Goat's and cow's milk, as a rule, are mixed and made ksinishta ruhan - butter (it is beaten by hand in narrow high churns hollowed out from a whole tree trunk), kaymak - fatty thick cream, katyk - sour milk. For the winter, kurut is prepared in Yagnob: the curd from cow and goat milk is squeezed well, salt is added, balls with a diameter of two to five centimeters are rolled from it and dried in the sun until they become hard as a stone.


Until recently, they felt and spun sheep's wool, wove carpets and bedspreads from it, sewed warm men's dressing gowns, wove belts from bull skin and made kurpachs - mattresses on which in Asia they lie and sit around a tablecloth spread on the floor, dastarkhona. But now the wool and skins are being thrown away, no one needs them. And women no longer weave, do not spin, and almost do not knit. It’s easier to go down to the valley once a season, sell a few sheep and buy cheap Chinese rags that caring salesmen bring to the lower villages.

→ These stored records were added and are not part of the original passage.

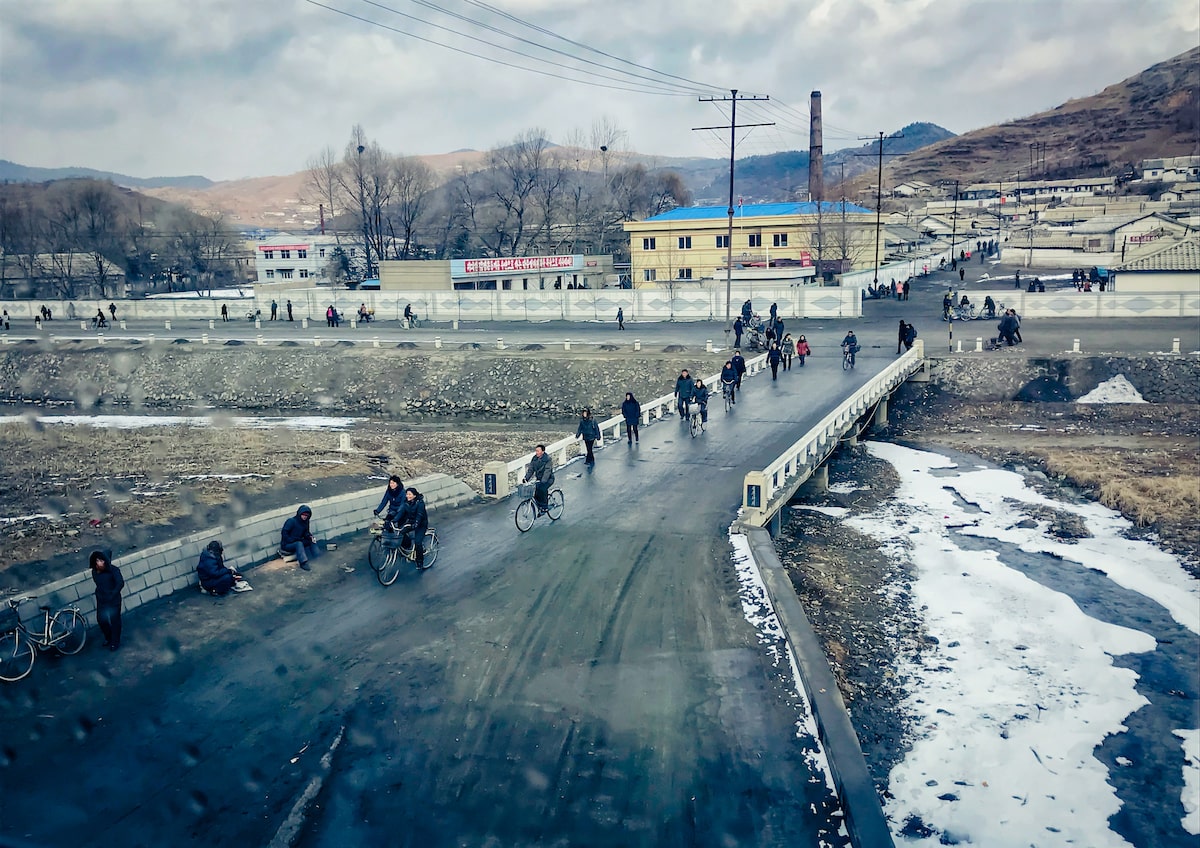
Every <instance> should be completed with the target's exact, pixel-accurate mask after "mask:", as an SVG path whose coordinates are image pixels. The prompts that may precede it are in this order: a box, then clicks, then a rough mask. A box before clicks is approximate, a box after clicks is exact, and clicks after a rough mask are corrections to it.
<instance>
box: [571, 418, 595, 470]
mask: <svg viewBox="0 0 1200 848" xmlns="http://www.w3.org/2000/svg"><path fill="white" fill-rule="evenodd" d="M575 438H576V439H580V438H582V439H583V444H584V445H586V446H587V449H588V456H587V458H586V459H584V461H583V463H584V464H586V465H595V464H596V457H595V455H594V453H593V452H592V446H593V445H594V444H595V443H596V440H598V439H599V438H600V425H598V423H596V420H595V419H594V417H592V410H590V409H584V410H583V414H582V415H581V416H580V426H578V428H577V429H576V431H575Z"/></svg>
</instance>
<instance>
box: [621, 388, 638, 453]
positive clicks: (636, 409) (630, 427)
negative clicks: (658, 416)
mask: <svg viewBox="0 0 1200 848" xmlns="http://www.w3.org/2000/svg"><path fill="white" fill-rule="evenodd" d="M620 415H622V417H623V419H625V438H626V439H629V444H631V445H632V444H634V443H635V441H637V440H638V439H637V425H638V423H641V421H642V404H640V403H638V402H637V398H636V397H634V392H625V401H624V403H622V404H620Z"/></svg>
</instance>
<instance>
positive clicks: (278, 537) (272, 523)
mask: <svg viewBox="0 0 1200 848" xmlns="http://www.w3.org/2000/svg"><path fill="white" fill-rule="evenodd" d="M410 485H413V486H416V487H418V488H419V489H420V491H421V493H422V494H424V495H425V501H426V504H427V507H428V510H430V512H433V513H436V512H437V510H439V509H451V507H455V506H461V505H463V504H467V503H470V501H473V500H474V499H475V493H474V492H473V491H472V489H470V487H469V486H467V485H466V483H464V482H462V481H461V480H457V479H455V477H451V476H449V475H445V474H434V475H430V476H427V477H419V479H416V480H413V481H412V482H410ZM380 492H382V489H380V487H379V486H376V487H373V488H370V489H365V491H361V492H350V493H348V494H340V495H336V497H332V498H322V499H319V500H312V501H308V505H310V506H312V510H313V513H312V516H313V517H312V531H313V535H314V536H316V537H317V539H320V540H332V539H340V537H342V536H347V535H350V534H353V533H358V531H360V530H362V529H364V528H366V527H368V525H370V523H371V521H372V519H373V516H372V515H371V511H372V510H373V509H374V507H376V506H377V505H378V504H379V495H380ZM298 506H299V504H298V505H296V506H288V507H283V509H280V510H271V511H270V512H262V513H259V515H257V516H250V517H247V518H244V519H242V521H240V522H238V523H236V524H234V525H233V527H228V528H226V527H215V528H211V529H209V530H203V531H200V533H193V534H191V535H187V536H182V537H181V539H175V540H173V541H169V542H163V543H162V545H156V546H154V547H151V548H145V549H143V551H138V552H136V553H128V554H125V555H124V557H118V558H115V559H114V560H113V561H114V564H115V565H116V566H118V567H119V569H120V570H121V575H122V576H124V577H125V593H124V596H122V600H124V609H125V612H130V611H131V609H137V608H138V607H140V606H142V605H143V603H149V602H150V601H154V600H157V599H160V597H163V596H166V595H170V594H172V593H175V591H179V590H180V589H187V588H191V587H194V585H197V584H198V583H199V581H198V578H197V576H196V564H197V561H198V560H199V557H200V551H203V549H204V546H206V545H208V543H209V542H211V541H212V540H214V539H216V540H220V541H221V543H222V545H224V548H226V560H227V563H228V564H229V565H232V566H235V567H236V569H238V570H240V571H245V570H247V569H252V567H253V566H256V565H260V564H263V563H266V561H269V560H272V559H275V558H276V555H277V552H278V549H280V530H281V528H282V527H283V522H286V521H287V519H288V518H290V517H292V516H294V515H295V511H296V509H298ZM95 591H96V587H95V583H94V582H92V579H91V571H89V570H86V569H85V570H84V571H82V572H79V573H77V575H72V576H71V577H65V578H62V579H60V581H55V582H54V583H48V584H46V585H43V587H38V588H37V589H34V590H31V591H30V593H29V594H30V595H36V596H37V597H38V600H40V601H41V603H46V605H49V606H52V607H54V608H58V607H61V606H67V605H71V606H77V607H78V608H79V612H82V613H83V614H84V615H85V617H86V619H88V620H89V621H94V620H95V618H96V595H95ZM24 611H25V612H26V615H28V617H29V619H30V623H32V618H34V613H35V612H36V613H37V615H41V613H40V612H37V611H36V606H34V605H26V606H25V607H24ZM34 624H36V623H34Z"/></svg>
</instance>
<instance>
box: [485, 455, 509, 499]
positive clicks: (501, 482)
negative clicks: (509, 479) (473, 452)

There are other "signs of modernity" in Yaghnob. Satellite dishes look fantastic on the roofs of antediluvian houses. In the lower villages, to which the road was laid, some people have cars - mostly unpretentious UAZs and fields. As long as the weather allows, that is, about 6–7 months a year, they go “to the region”, bring food and building materials: who is richer (mainly those who have a lot of sheep and cows; in Yaghnobi, wealth and livestock are called one and in the same word - “pier”) has been trying in recent years to build houses not from stones, but from bricks, and to level the walls not with clay, but with a cement mixture.

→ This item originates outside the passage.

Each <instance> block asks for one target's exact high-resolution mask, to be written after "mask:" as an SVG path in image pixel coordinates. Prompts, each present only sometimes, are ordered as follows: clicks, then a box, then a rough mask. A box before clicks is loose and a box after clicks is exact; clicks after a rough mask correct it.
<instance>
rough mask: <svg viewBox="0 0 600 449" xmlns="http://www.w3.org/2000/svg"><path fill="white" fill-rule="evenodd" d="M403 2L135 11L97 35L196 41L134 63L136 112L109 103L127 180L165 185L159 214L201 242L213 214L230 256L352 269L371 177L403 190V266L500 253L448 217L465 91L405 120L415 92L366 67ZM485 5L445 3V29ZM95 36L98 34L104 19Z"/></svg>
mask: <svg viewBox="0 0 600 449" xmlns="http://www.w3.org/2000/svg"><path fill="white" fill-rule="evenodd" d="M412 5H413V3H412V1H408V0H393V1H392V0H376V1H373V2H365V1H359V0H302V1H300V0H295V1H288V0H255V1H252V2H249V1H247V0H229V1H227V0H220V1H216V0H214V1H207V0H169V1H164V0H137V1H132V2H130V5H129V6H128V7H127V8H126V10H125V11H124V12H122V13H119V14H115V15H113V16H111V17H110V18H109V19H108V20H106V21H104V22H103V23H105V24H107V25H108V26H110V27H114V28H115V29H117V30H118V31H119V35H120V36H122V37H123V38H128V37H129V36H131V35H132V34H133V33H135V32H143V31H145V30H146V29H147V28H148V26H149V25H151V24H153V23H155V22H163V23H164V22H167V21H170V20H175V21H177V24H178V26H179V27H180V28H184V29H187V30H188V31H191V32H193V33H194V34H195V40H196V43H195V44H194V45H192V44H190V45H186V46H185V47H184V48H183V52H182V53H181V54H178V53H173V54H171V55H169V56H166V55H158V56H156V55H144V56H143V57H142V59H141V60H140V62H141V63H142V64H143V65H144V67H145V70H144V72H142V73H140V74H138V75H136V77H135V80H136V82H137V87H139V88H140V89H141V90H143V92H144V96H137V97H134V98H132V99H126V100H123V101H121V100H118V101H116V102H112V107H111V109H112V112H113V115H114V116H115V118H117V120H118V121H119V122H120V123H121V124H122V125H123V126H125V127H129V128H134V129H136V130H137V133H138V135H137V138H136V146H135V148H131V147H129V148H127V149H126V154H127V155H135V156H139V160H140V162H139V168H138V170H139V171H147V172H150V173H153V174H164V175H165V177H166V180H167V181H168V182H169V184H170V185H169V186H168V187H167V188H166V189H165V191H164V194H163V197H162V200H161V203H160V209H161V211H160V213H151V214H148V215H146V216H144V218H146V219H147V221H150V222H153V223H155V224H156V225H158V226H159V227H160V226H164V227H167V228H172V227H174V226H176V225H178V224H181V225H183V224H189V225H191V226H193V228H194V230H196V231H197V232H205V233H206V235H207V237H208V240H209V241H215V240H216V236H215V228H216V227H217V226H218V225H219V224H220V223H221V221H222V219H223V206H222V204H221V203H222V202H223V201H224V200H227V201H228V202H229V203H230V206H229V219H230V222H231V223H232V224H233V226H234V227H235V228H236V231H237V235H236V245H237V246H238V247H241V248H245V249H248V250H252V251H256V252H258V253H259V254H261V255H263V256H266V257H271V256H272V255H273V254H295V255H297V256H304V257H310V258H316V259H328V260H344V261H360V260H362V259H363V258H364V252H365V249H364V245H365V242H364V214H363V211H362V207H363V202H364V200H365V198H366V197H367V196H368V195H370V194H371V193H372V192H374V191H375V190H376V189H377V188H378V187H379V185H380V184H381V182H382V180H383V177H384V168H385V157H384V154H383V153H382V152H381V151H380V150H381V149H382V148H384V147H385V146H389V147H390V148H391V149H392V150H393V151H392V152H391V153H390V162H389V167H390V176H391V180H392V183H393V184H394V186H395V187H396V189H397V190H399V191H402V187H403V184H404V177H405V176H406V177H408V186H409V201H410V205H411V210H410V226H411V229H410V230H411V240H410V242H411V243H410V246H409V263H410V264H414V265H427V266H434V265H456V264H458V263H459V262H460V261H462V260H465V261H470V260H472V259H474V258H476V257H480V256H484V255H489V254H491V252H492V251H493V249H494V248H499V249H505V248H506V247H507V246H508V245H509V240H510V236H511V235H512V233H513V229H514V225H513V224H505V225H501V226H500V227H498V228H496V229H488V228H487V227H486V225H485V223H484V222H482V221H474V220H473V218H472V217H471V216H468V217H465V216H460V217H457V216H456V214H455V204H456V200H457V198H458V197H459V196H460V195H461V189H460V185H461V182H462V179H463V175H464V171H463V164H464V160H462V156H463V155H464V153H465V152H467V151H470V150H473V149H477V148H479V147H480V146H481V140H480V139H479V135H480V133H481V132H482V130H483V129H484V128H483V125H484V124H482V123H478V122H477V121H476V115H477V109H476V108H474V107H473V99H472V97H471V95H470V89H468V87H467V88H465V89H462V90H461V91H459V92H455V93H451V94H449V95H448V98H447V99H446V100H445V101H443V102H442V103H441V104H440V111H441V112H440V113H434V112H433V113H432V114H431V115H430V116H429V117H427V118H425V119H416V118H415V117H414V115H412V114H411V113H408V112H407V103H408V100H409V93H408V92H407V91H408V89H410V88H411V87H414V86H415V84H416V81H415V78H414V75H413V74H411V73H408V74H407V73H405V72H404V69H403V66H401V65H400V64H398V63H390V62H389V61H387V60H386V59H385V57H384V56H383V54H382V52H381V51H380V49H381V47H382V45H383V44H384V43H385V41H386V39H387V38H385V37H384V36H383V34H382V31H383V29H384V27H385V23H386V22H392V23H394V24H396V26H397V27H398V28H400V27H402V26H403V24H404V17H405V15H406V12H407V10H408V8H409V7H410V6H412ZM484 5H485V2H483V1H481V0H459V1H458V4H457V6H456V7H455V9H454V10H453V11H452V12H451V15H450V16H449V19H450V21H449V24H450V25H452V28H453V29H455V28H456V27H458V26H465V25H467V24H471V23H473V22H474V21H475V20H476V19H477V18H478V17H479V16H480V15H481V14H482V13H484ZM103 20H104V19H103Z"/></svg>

Schools, though not in every village, but still there. One of the locals, who is more literate, teaches children to write and count, for which he receives a state salary - 150-160 somoni per month. But you can't even buy a sack of flour for such a salary, and besides, there is enough of your own, "real" work in the field and at home. So there are fewer and fewer people who want to work in the field of public education every year. However, they rarely study here beyond the fourth grade - and there is no time, and by and large there is no need. But here's what's interesting: the ethnographer Mikhail Andreev, in his 1927 expedition notes, claimed that local "women made money by copying religious books." This means that they could read and write not only in their native Yaghnobi, but also in Arabic! In modern Yagnob, such connoisseurs, unfortunately, are practically not found.